It ensnares people to pay fines even if they weren’t the ones responsible. If the ticket isn’t paid within the mandated time, licenses may even be suspended, leaving those who commute to work or school without a way to get there. Add increased insurance rates resulting from fines to the mix and you have an incredible headache from pushing down on the gas just a little too far.

Two women, Sarah Brooks and Michelle Bullock, who were issued a ticket in Des Moines, have challenged this status quo of traffic cameras and have taken it upon themselves to sue the city of Des Moines and even Gatso USA, the manufacturer of the traffic cameras. To that, I say, thank you.

The argument in their lawsuit includes that traffic cameras violate the right to travel guaranteed by both U.S. and Iowa Constitutions. Also in question is the effectiveness of the cameras to do what they were in place to do: reduce traffic accidents. The Iowa DOT itself debated internally whether cameras have an effect on accidents decreasing. Some have asked for the removal of a traffic camera in a Council Bluff location because there has not been statistical evidence of a decrease in accidents.

To throw in another dagger in the legal argument against Des Moines and the traffic company, who is to say how accurate these cameras are in determining actual speeds? Sure, they might accurately get within 1 or 2 mph, but that could be the difference between whether or not you get a $150 ticket in the mail for going 71 MPH instead of 70 MPH in a 60 zone.

The Iowa Department of Transportation released a report last week that showed that 10 of 34 traffic cameras in Iowa did not reduce traffic accidents. The Interstate Highway 235 where the two women received the citation that prompted the lawsuit was among those 10 inefficient cameras, making their case all the more stronger and relevant.

Reducing accidents is the ultimate goal, right?
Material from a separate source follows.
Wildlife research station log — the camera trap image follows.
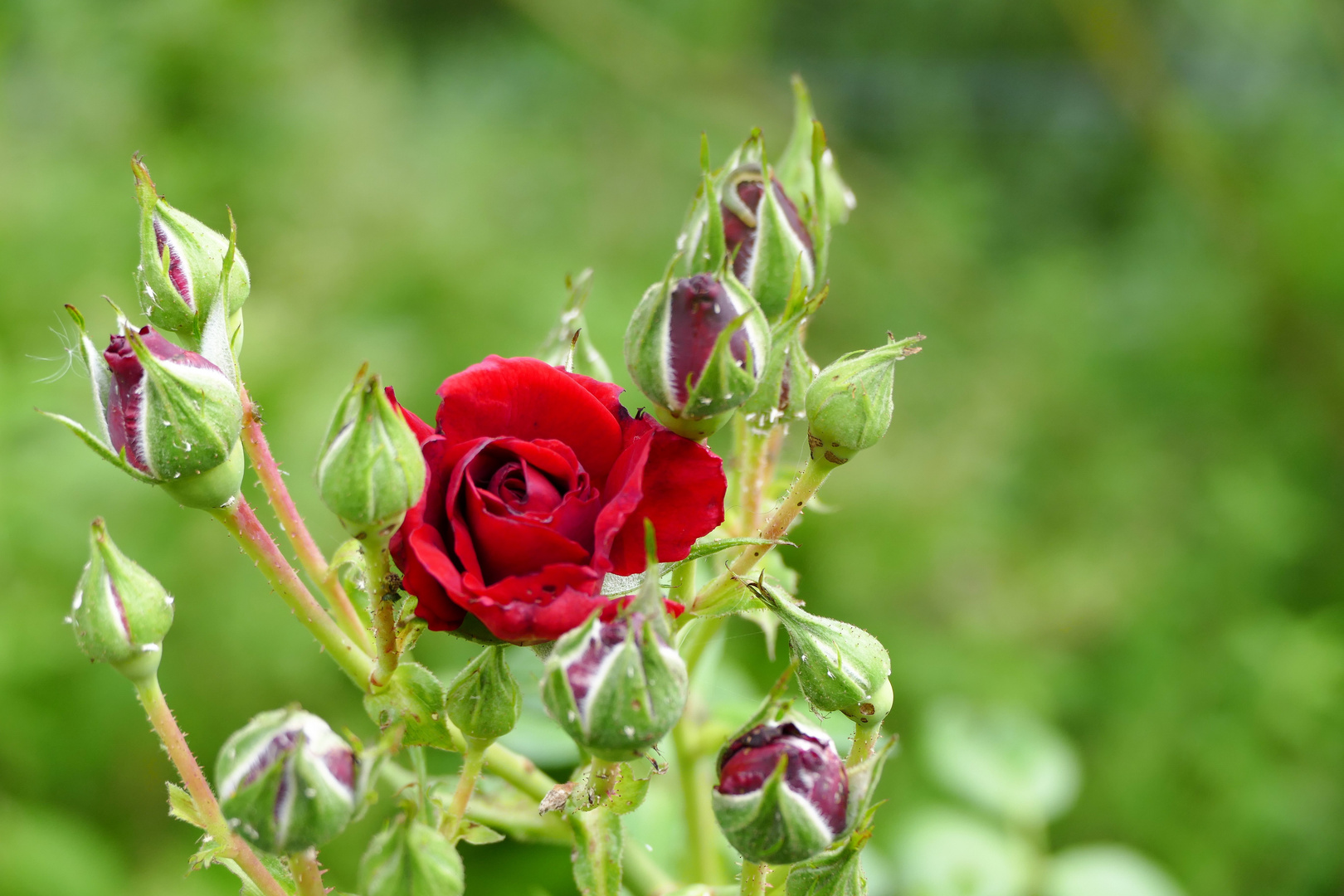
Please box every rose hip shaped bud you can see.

The traffic cameras are supposed to provide increased safety to the public good rather than be detriment to society by imposing superfluous fines on drivers. Many use the “Big Brother” explanation that government isn’t interested in driver safety as much as it is with intruding on our lives and regulating citizen behavior to government standards. I don’t believe that government entities are that interested in our lives on a micro-level, but I do believe that the traffic cameras are rooted in monetary pursuits.

More than 43,000 tickets were issued in Des Moines last year alone from traffic cameras, generating more than $1.2 million for the city to use. I don’t believe it’s an evil tactic that many believe is rooted in corruption; it’s merely the way local governments have decided to pad budgets. But, there are other ways to generate revenue for local governments. There are more ways to raise revenue than to unfairly place costs on citizens that are much greater than the benefits obtained. It’s intrusive in a way that undermines the rights of citizens to travel by raising costs unfairly. Where other states have toll roads that are a small and simple tax to generate revenue, Iowa implements a system that preys on unsuspecting drivers and puts a high price tag on their behalf, monetarily and legally.

I hope that Brooks’ and Bullock’s lawsuit is successful. Unless the status quo is challenged, it will always be in place, regardless of how unfair it is. Budgets can be balanced without traffic camera money traps.